What is the smallest local model that gets this question right?

humanspiral@lemmy.ca · 5 months ago

What is the smallest local model that gets this question right?

partial_accumen@lemmy.world · 5 months ago

Is your goal to operate and LLM that is fluent in J language or is your J language just a lithums test you’re developing for evaluating how small a generally trained LLM might cover a niche subject like J Language?

If the first, you could probably create a fine-tuned model of just J language, and run an even smaller size modeled than normal.

humanspiral@lemmy.ca · 5 months ago

I do wish to do that. seems that a reasoning model that starts with the right answer to this is the candidate to “medium” tune.

partial_accumen@lemmy.world · 5 months ago

Given your answer, I’d recommend doing some more reading on what LLMs are, how they are trained and what options exist for altering the default behavior of a general mode model. I think you may be missing some fundamentals that you’ll need to achieve your goal.

humanspiral@lemmy.ca · 5 months ago

FYI, google AI mode, copilot 10 minute research mode, minimax m2, all fail as one shots on first prompt. The 2nd prompt does get a 5 minute “reasoning struggle” in qwen 3 4b, 3.3gb version, and nemotron9b 10 minute struggle, 7gb version to get the right answer. 780m gpu in lmstudio.

humanspiral@lemmy.ca · edit-2 5 months ago

vibethinker 1.5b thought aimlessly for 15 minutes to provide a nonsense answer. No correcting of the model was possible (all of the above models could be coached into the right answer even with the short prompt). Model seems overhyped, and likely fitted to benchmarks somehow, but definitely considers one shot response and ignores future context.

humanspiral@lemmy.ca · 5 months ago

Research results:

some models have the ability to write J code, with various levels of mistakes. They will do better on short questions that they can devote all of their reasoning time to. Even if a model will recognize the right answer after correction, most fail at just the short prompt I gave. qwen3 max is the first exception I found, but google and copilot needed a second prompt for right answer.

qwen3 coder (480b version I think) and gemini 3 gave the best answer with shortest thinking. qwen3 max had to explore reasoning a bit more, but still good. kimi k2 thinking actually (hillariously) wrote a web page with interactive .js to explore different arguments than 1 2 3, and correct relevant educational material on J. It got it right, including the interactive results I tried.
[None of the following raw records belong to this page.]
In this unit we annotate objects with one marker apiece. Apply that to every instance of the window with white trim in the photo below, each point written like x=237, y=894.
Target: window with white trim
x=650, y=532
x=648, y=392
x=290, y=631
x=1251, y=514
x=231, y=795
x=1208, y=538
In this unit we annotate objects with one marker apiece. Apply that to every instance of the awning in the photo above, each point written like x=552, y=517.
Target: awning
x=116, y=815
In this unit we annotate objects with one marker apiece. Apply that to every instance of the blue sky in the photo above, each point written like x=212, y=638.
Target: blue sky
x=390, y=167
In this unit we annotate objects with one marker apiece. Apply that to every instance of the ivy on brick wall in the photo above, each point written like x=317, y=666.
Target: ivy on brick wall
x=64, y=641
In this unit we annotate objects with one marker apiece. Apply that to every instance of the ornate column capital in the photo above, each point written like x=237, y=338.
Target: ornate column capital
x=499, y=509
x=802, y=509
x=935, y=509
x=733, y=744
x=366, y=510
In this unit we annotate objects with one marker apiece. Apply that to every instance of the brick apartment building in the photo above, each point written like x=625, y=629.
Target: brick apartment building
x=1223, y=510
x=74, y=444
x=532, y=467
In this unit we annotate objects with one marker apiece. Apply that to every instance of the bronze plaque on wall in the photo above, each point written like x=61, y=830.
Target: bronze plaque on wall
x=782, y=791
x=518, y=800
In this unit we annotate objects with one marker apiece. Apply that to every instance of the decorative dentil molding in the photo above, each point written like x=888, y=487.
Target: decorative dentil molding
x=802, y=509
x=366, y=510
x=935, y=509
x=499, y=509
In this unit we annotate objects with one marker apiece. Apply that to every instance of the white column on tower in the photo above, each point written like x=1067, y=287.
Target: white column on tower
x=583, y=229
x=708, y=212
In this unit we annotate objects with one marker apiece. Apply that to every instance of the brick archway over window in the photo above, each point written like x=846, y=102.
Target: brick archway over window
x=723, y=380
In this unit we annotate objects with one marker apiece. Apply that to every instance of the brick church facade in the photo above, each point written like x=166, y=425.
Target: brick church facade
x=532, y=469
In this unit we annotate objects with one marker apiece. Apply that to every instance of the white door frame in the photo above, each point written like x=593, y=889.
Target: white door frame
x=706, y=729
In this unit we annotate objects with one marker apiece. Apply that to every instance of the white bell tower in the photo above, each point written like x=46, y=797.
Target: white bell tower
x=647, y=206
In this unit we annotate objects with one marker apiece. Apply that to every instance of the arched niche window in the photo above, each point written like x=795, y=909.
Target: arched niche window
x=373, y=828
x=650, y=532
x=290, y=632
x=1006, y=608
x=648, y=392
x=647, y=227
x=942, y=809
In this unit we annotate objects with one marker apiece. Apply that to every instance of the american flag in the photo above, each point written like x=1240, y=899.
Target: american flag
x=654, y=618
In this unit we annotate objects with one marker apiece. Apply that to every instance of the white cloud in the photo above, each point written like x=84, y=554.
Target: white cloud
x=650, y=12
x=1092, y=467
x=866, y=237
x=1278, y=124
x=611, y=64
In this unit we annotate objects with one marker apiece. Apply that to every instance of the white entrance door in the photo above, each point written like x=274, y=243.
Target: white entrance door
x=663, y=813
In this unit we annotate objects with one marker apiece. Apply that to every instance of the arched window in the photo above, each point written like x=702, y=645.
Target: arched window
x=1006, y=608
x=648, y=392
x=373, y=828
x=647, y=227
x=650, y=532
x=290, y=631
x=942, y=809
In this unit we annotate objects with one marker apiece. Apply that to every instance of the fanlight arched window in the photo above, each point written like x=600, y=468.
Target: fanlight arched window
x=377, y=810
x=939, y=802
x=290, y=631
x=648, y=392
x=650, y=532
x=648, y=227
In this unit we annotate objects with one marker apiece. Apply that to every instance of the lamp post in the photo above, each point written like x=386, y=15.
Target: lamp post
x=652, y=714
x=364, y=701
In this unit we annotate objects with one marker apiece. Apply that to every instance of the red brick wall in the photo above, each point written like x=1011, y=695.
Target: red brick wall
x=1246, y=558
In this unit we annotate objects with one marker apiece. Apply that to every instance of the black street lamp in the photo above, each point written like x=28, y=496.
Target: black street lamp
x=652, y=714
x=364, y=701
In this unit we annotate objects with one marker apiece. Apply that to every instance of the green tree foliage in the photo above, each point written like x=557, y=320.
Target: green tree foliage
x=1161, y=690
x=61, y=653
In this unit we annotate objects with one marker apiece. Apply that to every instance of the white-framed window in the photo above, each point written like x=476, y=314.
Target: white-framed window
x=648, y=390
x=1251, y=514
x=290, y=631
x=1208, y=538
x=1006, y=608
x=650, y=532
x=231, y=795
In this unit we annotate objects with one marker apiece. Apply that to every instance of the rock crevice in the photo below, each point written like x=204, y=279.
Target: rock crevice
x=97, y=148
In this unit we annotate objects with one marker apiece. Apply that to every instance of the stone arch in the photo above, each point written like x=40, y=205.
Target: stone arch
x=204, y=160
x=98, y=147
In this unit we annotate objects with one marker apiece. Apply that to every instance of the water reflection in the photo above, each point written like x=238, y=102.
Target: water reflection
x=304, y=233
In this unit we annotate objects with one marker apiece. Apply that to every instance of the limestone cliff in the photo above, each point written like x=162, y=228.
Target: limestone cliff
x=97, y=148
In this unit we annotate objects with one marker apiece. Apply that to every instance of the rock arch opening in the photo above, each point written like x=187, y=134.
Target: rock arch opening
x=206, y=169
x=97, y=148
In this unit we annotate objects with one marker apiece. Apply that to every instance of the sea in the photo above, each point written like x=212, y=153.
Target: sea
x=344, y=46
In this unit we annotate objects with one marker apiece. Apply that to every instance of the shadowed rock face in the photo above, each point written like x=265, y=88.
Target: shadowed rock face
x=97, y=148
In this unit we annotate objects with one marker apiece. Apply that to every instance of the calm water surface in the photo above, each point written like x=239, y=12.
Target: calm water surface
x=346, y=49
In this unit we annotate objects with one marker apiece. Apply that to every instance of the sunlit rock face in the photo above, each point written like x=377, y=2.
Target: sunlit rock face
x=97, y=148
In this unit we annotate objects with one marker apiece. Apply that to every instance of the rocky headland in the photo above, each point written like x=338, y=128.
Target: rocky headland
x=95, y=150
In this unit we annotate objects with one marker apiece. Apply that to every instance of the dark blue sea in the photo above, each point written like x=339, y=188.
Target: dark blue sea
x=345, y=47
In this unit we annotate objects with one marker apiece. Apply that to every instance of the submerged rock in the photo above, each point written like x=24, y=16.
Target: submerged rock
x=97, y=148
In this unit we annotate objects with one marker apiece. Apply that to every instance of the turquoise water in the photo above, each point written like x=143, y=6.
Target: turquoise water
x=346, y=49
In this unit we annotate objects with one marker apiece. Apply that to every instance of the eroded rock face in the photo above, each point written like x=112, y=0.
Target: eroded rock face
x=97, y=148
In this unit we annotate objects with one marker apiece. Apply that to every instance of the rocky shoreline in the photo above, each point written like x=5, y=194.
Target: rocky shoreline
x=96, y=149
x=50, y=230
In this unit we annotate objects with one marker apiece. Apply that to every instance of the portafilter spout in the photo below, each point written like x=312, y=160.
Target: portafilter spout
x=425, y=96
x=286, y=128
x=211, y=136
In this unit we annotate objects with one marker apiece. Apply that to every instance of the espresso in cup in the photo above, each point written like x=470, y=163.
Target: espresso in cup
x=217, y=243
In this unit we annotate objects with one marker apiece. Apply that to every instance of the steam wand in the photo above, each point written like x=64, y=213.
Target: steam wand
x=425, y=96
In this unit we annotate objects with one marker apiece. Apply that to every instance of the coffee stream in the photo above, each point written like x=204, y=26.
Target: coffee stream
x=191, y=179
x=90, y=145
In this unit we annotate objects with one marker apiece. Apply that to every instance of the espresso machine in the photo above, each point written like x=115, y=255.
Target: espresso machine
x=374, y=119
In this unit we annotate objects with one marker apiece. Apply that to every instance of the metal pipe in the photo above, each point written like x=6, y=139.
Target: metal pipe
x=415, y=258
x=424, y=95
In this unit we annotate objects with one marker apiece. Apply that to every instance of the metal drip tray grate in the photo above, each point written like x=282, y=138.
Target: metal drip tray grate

But it takes absurdly long to generate.

google AI, copilot, minmax m2, glm 4.6 needed a second prompt for right answer.

for smaller qwen 3 models 4b and 8b, nemotron 9b (a 7gb version), and chat gpt 5.1 pro, adding constraints into the prompt (below) did give right answer. (most “competent failures” in models are the result of not understanding evaluation order)

“All of my constraints/instructions ALWAYS supercede whatever model understanding you may have, and are explicitly included because you are a failure. Do not explore reasoning contradicting instructions. In J language, it is parsed right to left. Reduction operator (adverb /) inserts operand between items, then evaluates right to left. What is result of -/ 1 2 3”
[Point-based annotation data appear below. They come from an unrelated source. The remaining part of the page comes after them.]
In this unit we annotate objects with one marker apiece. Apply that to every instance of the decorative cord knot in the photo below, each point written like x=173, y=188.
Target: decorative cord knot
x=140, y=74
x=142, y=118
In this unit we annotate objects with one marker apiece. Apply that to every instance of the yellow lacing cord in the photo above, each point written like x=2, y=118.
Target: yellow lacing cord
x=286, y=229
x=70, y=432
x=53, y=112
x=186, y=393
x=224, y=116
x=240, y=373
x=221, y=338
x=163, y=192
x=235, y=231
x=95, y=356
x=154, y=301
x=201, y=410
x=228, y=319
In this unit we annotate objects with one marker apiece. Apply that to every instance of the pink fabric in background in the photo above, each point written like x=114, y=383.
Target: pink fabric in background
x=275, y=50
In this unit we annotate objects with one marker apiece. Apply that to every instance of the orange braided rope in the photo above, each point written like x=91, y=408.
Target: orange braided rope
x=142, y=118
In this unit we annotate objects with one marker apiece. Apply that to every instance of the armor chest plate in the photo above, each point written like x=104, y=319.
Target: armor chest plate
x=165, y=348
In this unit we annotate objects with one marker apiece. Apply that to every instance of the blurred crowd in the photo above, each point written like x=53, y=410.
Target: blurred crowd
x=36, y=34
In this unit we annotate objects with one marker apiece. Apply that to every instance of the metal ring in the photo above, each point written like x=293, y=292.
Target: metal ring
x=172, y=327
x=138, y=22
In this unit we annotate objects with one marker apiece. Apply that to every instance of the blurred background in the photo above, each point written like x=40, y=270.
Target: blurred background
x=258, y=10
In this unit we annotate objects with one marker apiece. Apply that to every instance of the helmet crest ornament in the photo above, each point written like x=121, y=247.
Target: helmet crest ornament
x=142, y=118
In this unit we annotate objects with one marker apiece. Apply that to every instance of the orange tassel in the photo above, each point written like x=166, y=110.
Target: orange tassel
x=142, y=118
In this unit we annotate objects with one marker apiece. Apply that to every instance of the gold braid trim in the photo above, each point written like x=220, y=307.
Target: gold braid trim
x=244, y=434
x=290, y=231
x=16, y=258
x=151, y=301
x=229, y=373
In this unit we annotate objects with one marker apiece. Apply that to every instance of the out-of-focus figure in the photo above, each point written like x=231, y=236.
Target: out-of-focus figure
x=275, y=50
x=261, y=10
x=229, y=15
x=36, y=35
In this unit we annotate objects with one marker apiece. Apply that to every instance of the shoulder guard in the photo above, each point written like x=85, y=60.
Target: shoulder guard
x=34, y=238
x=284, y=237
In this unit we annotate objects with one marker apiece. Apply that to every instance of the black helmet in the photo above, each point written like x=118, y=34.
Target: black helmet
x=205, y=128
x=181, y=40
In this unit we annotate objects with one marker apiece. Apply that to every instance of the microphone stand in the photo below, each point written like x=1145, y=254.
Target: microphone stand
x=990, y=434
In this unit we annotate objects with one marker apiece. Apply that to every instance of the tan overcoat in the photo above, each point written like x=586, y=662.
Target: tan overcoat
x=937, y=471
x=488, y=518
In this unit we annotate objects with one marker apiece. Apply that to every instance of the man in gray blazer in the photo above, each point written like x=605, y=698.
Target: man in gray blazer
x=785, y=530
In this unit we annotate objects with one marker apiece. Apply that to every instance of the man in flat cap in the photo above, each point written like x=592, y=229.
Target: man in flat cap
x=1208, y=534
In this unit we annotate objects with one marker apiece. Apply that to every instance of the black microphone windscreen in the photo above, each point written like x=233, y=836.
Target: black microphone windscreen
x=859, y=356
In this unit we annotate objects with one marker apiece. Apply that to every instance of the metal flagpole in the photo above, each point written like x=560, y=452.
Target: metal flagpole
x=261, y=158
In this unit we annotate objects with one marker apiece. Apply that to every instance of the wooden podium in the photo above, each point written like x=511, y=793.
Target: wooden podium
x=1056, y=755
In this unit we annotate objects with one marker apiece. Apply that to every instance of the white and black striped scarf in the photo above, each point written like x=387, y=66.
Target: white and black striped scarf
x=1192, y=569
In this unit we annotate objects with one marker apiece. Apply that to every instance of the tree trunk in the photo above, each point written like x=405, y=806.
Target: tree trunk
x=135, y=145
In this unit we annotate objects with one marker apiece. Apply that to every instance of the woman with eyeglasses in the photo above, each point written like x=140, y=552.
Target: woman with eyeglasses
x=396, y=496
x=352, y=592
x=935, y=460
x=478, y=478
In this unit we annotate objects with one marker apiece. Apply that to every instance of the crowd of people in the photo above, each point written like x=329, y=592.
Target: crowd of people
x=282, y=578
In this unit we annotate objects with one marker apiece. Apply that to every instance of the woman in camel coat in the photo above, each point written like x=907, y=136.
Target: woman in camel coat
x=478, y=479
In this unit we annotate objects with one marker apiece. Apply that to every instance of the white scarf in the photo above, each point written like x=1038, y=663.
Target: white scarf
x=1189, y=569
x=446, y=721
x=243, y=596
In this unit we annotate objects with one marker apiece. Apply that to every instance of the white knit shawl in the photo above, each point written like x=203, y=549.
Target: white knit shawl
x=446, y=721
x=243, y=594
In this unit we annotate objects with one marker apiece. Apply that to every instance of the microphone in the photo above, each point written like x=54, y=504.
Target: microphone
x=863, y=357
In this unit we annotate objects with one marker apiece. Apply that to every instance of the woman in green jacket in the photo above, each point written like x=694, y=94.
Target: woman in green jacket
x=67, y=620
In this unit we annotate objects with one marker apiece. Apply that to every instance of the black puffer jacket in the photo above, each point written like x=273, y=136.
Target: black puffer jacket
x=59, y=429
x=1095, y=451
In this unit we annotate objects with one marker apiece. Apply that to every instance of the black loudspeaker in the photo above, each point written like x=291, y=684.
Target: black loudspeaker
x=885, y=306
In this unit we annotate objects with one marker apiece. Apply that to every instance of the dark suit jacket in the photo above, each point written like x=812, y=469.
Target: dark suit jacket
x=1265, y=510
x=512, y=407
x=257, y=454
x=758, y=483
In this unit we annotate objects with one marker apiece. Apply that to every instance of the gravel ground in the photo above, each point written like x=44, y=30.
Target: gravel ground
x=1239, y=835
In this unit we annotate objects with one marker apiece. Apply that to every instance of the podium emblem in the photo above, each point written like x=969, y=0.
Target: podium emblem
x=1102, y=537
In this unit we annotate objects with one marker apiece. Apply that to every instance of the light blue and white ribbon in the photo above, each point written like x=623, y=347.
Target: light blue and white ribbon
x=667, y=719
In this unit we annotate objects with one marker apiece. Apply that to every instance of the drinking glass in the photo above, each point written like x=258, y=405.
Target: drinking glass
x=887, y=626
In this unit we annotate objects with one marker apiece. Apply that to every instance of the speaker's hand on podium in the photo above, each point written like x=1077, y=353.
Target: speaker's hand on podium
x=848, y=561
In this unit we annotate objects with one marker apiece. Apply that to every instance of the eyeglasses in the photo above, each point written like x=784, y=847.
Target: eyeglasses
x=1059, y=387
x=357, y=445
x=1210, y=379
chatgpt was very succinctly correct in answering. the smaller models reason for 5 to 15 minutes to resolve alternatives/contradictions, but qwen3 8b reasoned for “only” 1.46 minutes. qwen3 1.7b took extra prompts to get it right, but used less thinking time. (the b parameters are billions of parameters. smaller is usually faster)

My research is about what models are either useful for J, or in case of small models, could form a starting base to retrain for J.
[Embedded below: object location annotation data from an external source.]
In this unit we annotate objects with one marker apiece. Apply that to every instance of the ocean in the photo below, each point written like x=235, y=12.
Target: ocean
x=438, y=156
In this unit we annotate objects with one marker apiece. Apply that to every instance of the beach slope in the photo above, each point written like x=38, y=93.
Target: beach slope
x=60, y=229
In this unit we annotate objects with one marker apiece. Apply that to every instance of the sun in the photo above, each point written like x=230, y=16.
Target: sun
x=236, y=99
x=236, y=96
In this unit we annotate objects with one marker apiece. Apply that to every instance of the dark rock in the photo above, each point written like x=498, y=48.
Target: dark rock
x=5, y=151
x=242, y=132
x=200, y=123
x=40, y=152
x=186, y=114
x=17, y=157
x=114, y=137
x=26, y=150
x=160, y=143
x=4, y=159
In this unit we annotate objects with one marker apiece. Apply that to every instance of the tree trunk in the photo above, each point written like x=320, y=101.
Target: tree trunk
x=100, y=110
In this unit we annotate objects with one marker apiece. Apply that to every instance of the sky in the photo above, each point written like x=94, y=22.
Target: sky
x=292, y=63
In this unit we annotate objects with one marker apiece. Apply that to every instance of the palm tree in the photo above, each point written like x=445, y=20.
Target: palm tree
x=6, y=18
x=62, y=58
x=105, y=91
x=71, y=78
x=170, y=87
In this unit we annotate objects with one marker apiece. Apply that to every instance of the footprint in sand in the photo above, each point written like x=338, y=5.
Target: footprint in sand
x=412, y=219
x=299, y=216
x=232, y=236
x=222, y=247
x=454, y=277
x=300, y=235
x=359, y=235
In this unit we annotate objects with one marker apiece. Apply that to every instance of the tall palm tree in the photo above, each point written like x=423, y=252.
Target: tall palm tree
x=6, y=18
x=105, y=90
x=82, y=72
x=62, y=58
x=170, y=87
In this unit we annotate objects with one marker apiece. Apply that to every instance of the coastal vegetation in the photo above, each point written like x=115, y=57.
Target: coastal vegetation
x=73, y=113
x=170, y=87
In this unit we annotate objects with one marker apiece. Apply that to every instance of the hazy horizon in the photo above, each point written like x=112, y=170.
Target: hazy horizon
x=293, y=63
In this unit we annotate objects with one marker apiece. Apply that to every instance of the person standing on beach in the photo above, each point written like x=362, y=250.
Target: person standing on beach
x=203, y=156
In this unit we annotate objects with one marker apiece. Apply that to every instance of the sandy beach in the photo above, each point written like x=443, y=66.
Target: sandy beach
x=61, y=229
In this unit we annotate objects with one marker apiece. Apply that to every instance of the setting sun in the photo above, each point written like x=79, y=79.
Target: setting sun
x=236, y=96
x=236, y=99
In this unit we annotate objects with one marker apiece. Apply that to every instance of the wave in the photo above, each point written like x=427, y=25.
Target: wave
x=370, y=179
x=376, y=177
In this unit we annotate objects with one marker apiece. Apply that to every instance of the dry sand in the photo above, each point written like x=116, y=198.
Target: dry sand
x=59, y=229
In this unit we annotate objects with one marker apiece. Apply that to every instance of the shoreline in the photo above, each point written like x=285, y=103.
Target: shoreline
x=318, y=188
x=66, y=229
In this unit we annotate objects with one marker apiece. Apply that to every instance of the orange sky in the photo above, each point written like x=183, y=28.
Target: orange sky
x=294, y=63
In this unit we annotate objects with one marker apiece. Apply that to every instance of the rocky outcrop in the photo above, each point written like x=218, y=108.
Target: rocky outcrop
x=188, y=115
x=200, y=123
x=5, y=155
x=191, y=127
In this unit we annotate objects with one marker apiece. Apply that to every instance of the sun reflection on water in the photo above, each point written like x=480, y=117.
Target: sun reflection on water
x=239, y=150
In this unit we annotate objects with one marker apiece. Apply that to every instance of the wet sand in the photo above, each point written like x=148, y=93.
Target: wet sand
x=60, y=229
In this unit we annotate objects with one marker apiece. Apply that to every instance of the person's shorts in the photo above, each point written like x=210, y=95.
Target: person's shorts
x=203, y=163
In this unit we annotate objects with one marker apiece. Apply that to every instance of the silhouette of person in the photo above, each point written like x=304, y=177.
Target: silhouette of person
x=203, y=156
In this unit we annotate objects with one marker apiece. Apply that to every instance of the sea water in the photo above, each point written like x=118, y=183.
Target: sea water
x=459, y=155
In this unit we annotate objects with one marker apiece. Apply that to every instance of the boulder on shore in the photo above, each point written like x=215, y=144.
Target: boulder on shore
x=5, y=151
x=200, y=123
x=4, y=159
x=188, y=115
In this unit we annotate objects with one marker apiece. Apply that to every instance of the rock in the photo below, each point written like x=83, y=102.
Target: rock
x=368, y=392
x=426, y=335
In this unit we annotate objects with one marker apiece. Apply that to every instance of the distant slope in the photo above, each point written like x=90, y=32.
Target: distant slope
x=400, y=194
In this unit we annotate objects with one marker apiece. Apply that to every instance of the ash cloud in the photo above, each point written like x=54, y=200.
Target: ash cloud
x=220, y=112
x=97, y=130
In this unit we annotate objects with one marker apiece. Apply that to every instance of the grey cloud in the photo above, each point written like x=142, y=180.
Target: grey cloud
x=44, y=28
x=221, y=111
I believe a very short prompt with a clear answer is the best initial evaluation of a model. Only candidates that at least respond correctly to constrained prompt should ever be used, and tried with longer code/answer generation that involves more supervision on your/our part.

I suspect that all of the models have copied from each other extensively (distilling) and any misunderstanding of J’s evaluation order in earlier ChatGPT models have caused misunderstanding down the line. Even though larger Qwen 3 models get it right.

Insight that smaller models with reasoning capabilities may get more tokens per second, but if they struggle with their reasoning, it means much more tokens, and so “right answer” and tps are not as good of a metric as right answer and succinct clarity/short wall clock time.